Verhältnis SP-VP durch "Konfrontation" geprägt ÖVP dominiert Regierung, SPÖ in Umfrage aber vorn

Ein nicht gerade positives Zeugnis stellt die österreichische Bevölkerung der SPÖ-ÖVP-Koalition 100 Tage nach Installierung der neuen Bundesregierung aus. Laut einer österreichweiten Umfrage des Klagenfurter Humaninstitutes glauben zwei Drittel der Befragten, dass das "Arbeitsverhältnis" zwischen den beiden Partnern durch "Konfrontation" (34 Prozent) und "Konkurrenz" (42 Prozent) geprägt sei. Lediglich elf Prozent glauben an eine wirkliche Kooperation, 13 Prozent wollten sich nicht äußern.

Bei der Frage, welcher der beiden Koalitionspartner "die Regierungsarbeit dominiert", schnitt die ÖVP - wie bei anderen diesbezüglichen Befragungen auch - deutlich besser ab: 41 Prozent sehen hier die Schwarzen vorne, nur 32 Prozent die Roten. 27 Prozent der zwischen dem 11. und 18. April befragten 750 Personen gaben sich unentschieden.

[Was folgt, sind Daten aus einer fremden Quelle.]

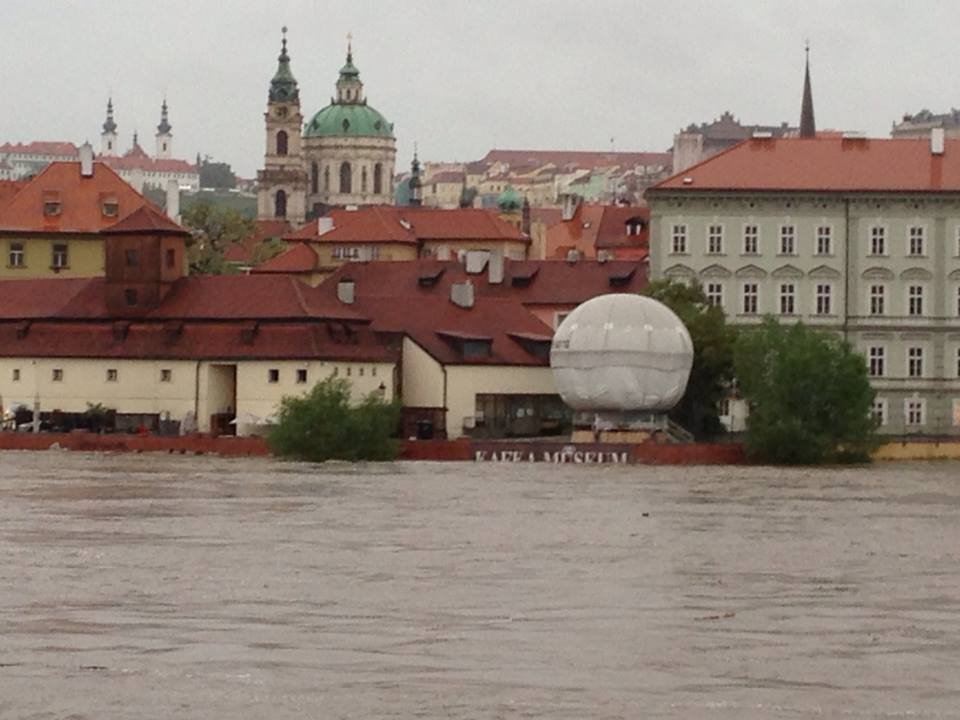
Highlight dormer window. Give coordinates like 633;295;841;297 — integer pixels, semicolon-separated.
43;192;61;217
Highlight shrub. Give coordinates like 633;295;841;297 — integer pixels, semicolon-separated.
268;378;400;462
735;319;876;465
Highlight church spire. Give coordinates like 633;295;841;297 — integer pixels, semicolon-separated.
800;42;817;137
103;97;117;134
269;25;300;102
157;96;173;135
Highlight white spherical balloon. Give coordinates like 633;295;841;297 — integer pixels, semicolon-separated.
550;294;693;412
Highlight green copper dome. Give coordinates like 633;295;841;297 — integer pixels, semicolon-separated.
303;103;393;138
497;185;523;212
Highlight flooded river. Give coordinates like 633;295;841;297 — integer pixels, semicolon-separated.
0;451;960;720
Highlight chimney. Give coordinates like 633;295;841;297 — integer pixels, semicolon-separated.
79;142;93;177
930;128;944;155
337;277;356;305
167;178;180;223
560;193;580;220
487;250;503;285
450;280;473;308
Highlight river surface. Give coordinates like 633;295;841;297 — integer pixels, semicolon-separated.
0;451;960;720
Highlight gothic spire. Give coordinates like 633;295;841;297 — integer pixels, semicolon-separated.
103;97;117;133
800;43;817;137
269;25;300;102
157;96;173;135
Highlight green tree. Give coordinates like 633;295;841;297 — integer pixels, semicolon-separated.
268;378;400;462
181;202;253;275
646;280;736;439
735;318;876;465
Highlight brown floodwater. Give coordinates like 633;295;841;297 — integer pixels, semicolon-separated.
0;451;960;720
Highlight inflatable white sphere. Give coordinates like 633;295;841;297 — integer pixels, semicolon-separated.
550;293;693;412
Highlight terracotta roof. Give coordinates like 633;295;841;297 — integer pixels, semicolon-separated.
481;150;673;169
100;205;190;236
316;261;552;366
648;136;960;194
0;140;79;157
0;180;27;208
286;205;529;244
0;161;149;233
0;320;399;362
0;275;363;322
250;242;320;274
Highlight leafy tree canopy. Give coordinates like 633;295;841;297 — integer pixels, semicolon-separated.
646;280;736;439
268;378;401;462
735;319;876;465
181;202;253;275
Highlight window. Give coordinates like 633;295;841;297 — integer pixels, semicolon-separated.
907;225;926;257
867;345;887;377
743;225;760;255
815;283;833;315
780;283;796;315
870;225;887;255
50;244;69;268
706;283;723;307
10;243;24;267
870;398;887;427
870;285;887;315
817;225;833;255
743;283;760;315
780;225;797;255
670;225;687;255
707;225;723;255
904;398;927;425
907;285;923;315
907;347;923;377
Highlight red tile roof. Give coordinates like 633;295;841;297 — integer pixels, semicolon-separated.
481;150;673;169
0;161;149;233
0;320;399;362
648;136;960;194
0;275;364;322
285;205;529;244
316;261;552;366
0;140;79;157
250;242;320;275
100;205;190;236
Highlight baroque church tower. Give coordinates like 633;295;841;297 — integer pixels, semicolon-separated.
257;28;307;224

In ihrer Erwartungshaltung bezüglich der großen Koalition sehen sich satte 62 Prozent enttäuscht, nur 28 Prozent sehen ihre vor der Wahl gehegten Erwartungen erfüllt.

Sonntagsfrage: SPÖ klar vorn
Bei der Sonntagsfrage kommt das Klagenfurter Institut hingegen zu einem überraschenden Ergebnis. Hier würden 32 Prozent die SPÖ und nur 28 Prozent die ÖVP wählen. Die Grünen und die FPÖ kämen demnach auf 14 beziehungsweise 13 Prozent, das BZÖ würde bei einer Wahl zum jetzigen Zeitpunkt laut Umfrage mit nur zwei Prozent den Einzug in den Nationalrat klar verfehlen. Elf Prozent der Befragten wollten sich nicht festlegen.